Korkmaz Safak, Konuk Onur
a Department of Ophthalmology , Düzce State Hospital , Düzce , Turkey and.
b Department of Ophthalmology , Gazi University Medical School , Ankara , Turkey.
Curr Eye Res. 2016;41(2):159-64. doi: 10.3109/02713683.2015.1008641. Epub 2015 Apr 2.
To compare the long-term visual outcomes after 2-wall (medial-lateral) versus 3-wall (medial-lateral-inferior) orbital decompression combined with fat removal in patients with dysthyroid optic neuropathy (DON).

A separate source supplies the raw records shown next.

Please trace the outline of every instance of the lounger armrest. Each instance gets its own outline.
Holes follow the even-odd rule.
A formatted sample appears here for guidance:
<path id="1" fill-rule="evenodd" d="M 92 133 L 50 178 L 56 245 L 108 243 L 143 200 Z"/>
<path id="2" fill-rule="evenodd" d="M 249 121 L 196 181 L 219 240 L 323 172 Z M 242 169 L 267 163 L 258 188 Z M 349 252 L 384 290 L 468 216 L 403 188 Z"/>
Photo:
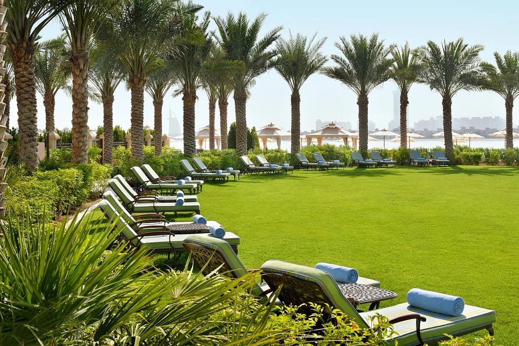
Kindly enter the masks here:
<path id="1" fill-rule="evenodd" d="M 408 313 L 405 315 L 402 315 L 401 316 L 398 316 L 394 319 L 391 319 L 389 320 L 389 323 L 391 324 L 394 323 L 398 323 L 398 322 L 401 322 L 404 321 L 408 321 L 409 320 L 416 320 L 416 336 L 418 338 L 418 340 L 420 342 L 420 344 L 424 344 L 424 341 L 421 339 L 421 334 L 420 331 L 420 324 L 421 322 L 425 322 L 426 319 L 420 315 L 419 313 Z"/>

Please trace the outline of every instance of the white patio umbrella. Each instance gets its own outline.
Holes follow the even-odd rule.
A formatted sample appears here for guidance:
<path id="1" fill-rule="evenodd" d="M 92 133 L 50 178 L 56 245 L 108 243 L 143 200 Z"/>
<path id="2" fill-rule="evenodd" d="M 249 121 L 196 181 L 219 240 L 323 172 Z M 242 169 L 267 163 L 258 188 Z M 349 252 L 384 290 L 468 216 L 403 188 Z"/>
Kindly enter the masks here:
<path id="1" fill-rule="evenodd" d="M 398 136 L 398 133 L 395 133 L 394 132 L 390 131 L 389 131 L 388 130 L 386 130 L 386 129 L 383 129 L 382 130 L 380 130 L 380 131 L 377 131 L 376 132 L 373 132 L 373 133 L 371 134 L 371 135 L 372 136 L 381 136 L 384 139 L 384 149 L 385 149 L 386 148 L 386 136 L 391 136 L 392 137 L 393 136 Z"/>
<path id="2" fill-rule="evenodd" d="M 469 147 L 470 147 L 470 140 L 472 138 L 485 138 L 483 136 L 480 136 L 477 133 L 474 133 L 472 132 L 465 132 L 463 134 L 460 135 L 459 138 L 469 139 Z"/>

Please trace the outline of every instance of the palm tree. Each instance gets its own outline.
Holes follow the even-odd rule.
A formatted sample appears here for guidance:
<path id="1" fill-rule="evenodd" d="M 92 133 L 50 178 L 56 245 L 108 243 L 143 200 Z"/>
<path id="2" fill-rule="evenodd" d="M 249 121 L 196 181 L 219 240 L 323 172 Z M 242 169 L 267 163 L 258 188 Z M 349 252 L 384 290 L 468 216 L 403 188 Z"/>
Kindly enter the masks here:
<path id="1" fill-rule="evenodd" d="M 154 145 L 156 156 L 162 154 L 162 107 L 164 98 L 175 81 L 170 72 L 163 68 L 159 68 L 149 75 L 145 87 L 146 91 L 153 99 L 155 114 L 153 132 L 155 136 Z"/>
<path id="2" fill-rule="evenodd" d="M 95 43 L 93 46 L 89 73 L 92 84 L 103 103 L 103 162 L 112 163 L 113 143 L 114 95 L 115 90 L 124 79 L 125 72 L 119 61 L 110 50 Z"/>
<path id="3" fill-rule="evenodd" d="M 72 50 L 72 161 L 88 161 L 88 68 L 94 34 L 118 0 L 76 0 L 60 14 Z"/>
<path id="4" fill-rule="evenodd" d="M 460 38 L 456 41 L 442 44 L 432 41 L 416 49 L 418 61 L 424 66 L 418 75 L 419 83 L 427 84 L 431 90 L 440 93 L 443 108 L 443 134 L 445 155 L 452 160 L 452 99 L 460 90 L 476 90 L 481 88 L 479 53 L 481 45 L 469 47 Z"/>
<path id="5" fill-rule="evenodd" d="M 240 12 L 237 17 L 229 13 L 227 18 L 214 19 L 220 34 L 220 43 L 227 59 L 243 62 L 245 71 L 234 76 L 235 109 L 236 114 L 236 153 L 247 152 L 247 102 L 249 90 L 255 78 L 274 67 L 276 50 L 268 47 L 279 37 L 282 29 L 278 26 L 261 39 L 258 36 L 266 15 L 262 13 L 252 23 L 247 15 Z"/>
<path id="6" fill-rule="evenodd" d="M 391 78 L 400 89 L 400 147 L 407 148 L 408 96 L 411 86 L 416 81 L 420 65 L 407 42 L 400 50 L 393 47 L 391 53 L 394 60 L 390 70 Z"/>
<path id="7" fill-rule="evenodd" d="M 519 96 L 519 52 L 507 51 L 503 56 L 497 52 L 494 53 L 495 66 L 491 64 L 482 64 L 487 72 L 488 80 L 484 88 L 495 91 L 504 99 L 506 110 L 506 131 L 505 147 L 513 148 L 513 127 L 512 125 L 514 100 Z"/>
<path id="8" fill-rule="evenodd" d="M 324 44 L 324 37 L 313 43 L 317 34 L 308 41 L 306 36 L 297 34 L 295 37 L 290 34 L 288 40 L 280 38 L 276 43 L 281 57 L 278 58 L 276 70 L 286 81 L 292 93 L 290 98 L 292 105 L 292 143 L 291 152 L 299 153 L 301 143 L 301 99 L 299 91 L 303 84 L 311 75 L 321 69 L 327 61 L 326 56 L 319 50 Z"/>
<path id="9" fill-rule="evenodd" d="M 71 75 L 70 64 L 65 58 L 65 35 L 50 39 L 37 46 L 34 55 L 36 89 L 43 97 L 45 107 L 45 131 L 54 127 L 54 107 L 56 93 L 66 85 Z"/>
<path id="10" fill-rule="evenodd" d="M 42 31 L 72 0 L 9 0 L 5 21 L 6 43 L 12 61 L 18 114 L 20 163 L 29 172 L 38 167 L 34 60 L 36 40 Z"/>
<path id="11" fill-rule="evenodd" d="M 378 34 L 368 38 L 362 35 L 352 35 L 351 41 L 340 37 L 341 43 L 335 47 L 344 55 L 331 56 L 336 66 L 326 66 L 322 73 L 344 84 L 357 95 L 359 105 L 359 149 L 367 150 L 368 95 L 375 88 L 389 79 L 389 68 L 392 59 L 388 58 L 391 49 L 385 48 L 384 40 L 379 40 Z"/>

Records of 68 eyes of 42 patients were retrospectively reviewed. Two-and 3-wall decompression was performed in 41 and 27 eyes, respectively. Transcaruncular approach was used for medial wall decompression. Lateral canthotomy combined with upper eyelid crease incision was used for lateral wall removal, and combined with transconjunctival lower eyelid incision if floor decompression performed. Outcome measures were visual acuity (VA), color vision, Hertel measures, visual field mean deviation (MD) and pattern standard deviation (PSD) Result: The mean follow-up time was 39.3 months (range, 12-72 months). All indicators of visual function significantly improved after 2-and 3-wall decompression. The improvement in VA and color vision was similar between groups. (logMAR VA: 2-wall: 0.52 ± 0.68 versus 3-wall: 0.71 ± 0.86, p = 0.335); (color vision on Ishihara plates: 2-wall: 10.1 ± 8.1 versus 3-wall: 11.6 ± 7.8, p = 0.447). The improvement in MD and PSD were higher after 3-wall decompression (MD: 2-wall: 10.0 ± 5.5 versus 3-wall: 14.3 ± 7.5 dB, p = 0.020); (PSD: 2-wall: 3.5 ± 1.9 versus 3-wall: 4.8 ± 3.0 dB, p = 0.045). Proptosis reduction was higher after 3-wall decompression (2-wall: 5.1 ± 1.3 versus 3-wall: 7.2 ± 1.9 mm, p = 0.0001). New onset diplopia was seen 20% and 28.5% of cases in 2-and 3-wall decompression, respectively. No adnexal/orbital complications were seen in 2-wall group, however orbital hematoma (1 case) and persisting eyelid edema (1 case) were encountered in 3-wall group.
Both 2-and 3-wall orbital decompressions are safe and effective for management of visual dysfunction in DON. Although 3-wall decompression provide better improvement in the parameters of visual field analysis and Hertel measures, new onset diplopia, adnexal/orbital complications are more common with this technique.
比较甲状腺功能障碍性视神经病变(DON)患者行两壁(内侧-外侧)与三壁(内侧-外侧-下壁)眼眶减压联合脂肪去除术后的长期视力预后。
回顾性分析42例患者68只眼的记录。分别对41只眼和27只眼进行了两壁和三壁减压。经泪阜入路行内侧壁减压。外侧眦切开联合上睑皱襞切口用于外侧壁去除,若行下壁减压则联合经结膜下睑切口。观察指标为视力(VA)、色觉、Hertel测量值、视野平均偏差(MD)和模式标准偏差(PSD)。结果:平均随访时间为39.3个月(范围12 - 72个月)。两壁和三壁减压后所有视觉功能指标均显著改善。两组间VA和色觉的改善相似。(logMAR视力:两壁组:0.52±0.68,三壁组:0.71±0.86,p = 0.335);(石原氏色盲检查表色觉:两壁组:10.1±8.1,三壁组:11.6±7.8,p = 0.447)。三壁减压后MD和PSD的改善更高(MD:两壁组:10.0±5.5,三壁组:14.3±7.5 dB,p = 0.020);(PSD:两壁组:3.5±1.9,三壁组:4.8±3.0 dB,p = 0.045)。三壁减压后眼球突出度降低更明显(两壁组:5.1±1.3,三壁组:7.2±1.9 mm,p = 0.0001)。两壁和三壁减压病例中分别有20%和28.5%出现新发复视。两壁组未出现附件/眼眶并发症,然而三壁组出现1例眼眶血肿和1例持续性眼睑水肿。
两壁和三壁眼眶减压治疗DON的视觉功能障碍均安全有效。虽然三壁减压在视野分析参数和Hertel测量值方面改善更好,但该技术新发复视、附件/眼眶并发症更常见。